A Framework for Statistical Analysis of Datasets on Heterogeneous Clusters
Carino, R.L., & Banicescu, I. (2005). A Framework for Statistical Analysis of Datasets on Heterogeneous Clusters. Proceedings of the 2005 IEEE International Conference on Cluster Computing. Burlington, MA: IEEE Computer Society Press. (On CDROM).
Abstract
This paper proposes a framework for the statistical analysis of
multiple related datasets on heterogeneous clusters. The
analysis procedure, which is separate from the framework,
may have a limited degree of concurrency
that only a small number of processors is needed to execute
the procedure. Further, the datasets may have a wide range of sizes
leading to large differences of dataset analysis times.

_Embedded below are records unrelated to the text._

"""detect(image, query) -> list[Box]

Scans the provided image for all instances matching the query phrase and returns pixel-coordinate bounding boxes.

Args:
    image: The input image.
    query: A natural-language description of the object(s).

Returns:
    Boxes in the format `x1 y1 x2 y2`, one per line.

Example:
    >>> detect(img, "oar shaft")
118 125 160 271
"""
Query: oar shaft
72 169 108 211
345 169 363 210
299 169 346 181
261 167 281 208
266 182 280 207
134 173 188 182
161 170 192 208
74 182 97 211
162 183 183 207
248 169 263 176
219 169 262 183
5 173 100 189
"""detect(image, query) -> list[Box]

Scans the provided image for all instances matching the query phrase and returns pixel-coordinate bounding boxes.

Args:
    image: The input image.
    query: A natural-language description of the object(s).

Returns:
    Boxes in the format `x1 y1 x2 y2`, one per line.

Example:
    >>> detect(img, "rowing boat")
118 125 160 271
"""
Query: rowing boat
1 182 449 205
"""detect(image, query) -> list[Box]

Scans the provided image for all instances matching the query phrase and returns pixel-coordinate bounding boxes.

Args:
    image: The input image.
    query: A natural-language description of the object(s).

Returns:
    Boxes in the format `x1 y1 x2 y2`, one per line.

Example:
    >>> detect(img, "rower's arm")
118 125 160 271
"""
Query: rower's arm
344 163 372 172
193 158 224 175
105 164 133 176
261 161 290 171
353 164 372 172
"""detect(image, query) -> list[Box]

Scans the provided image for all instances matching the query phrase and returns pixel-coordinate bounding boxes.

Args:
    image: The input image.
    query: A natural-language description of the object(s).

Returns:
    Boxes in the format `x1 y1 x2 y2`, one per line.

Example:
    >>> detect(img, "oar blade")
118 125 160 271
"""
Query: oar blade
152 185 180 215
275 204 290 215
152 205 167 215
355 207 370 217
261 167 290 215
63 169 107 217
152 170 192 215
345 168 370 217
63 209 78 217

The framework partitions the processors assigned to it by the
cluster scheduler into processor groups, the maximum size of
a group being chosen to match the
degree of concurrency in the analysis procedure. The framework
also employs dynamic loop scheduling to address the load imbalance
factors arising from the variability of the computational loads
of the datasets, as well as the unpredictable irregularities
of the cluster environment.
Results from preliminary tests of using the framework to fit
gamma-ray burst datasets with vector functional coefficient
autoregressive time series models on 64 processors of a
heterogeneous general-purpose Linux cluster demonstrate
the effectiveness of the framework.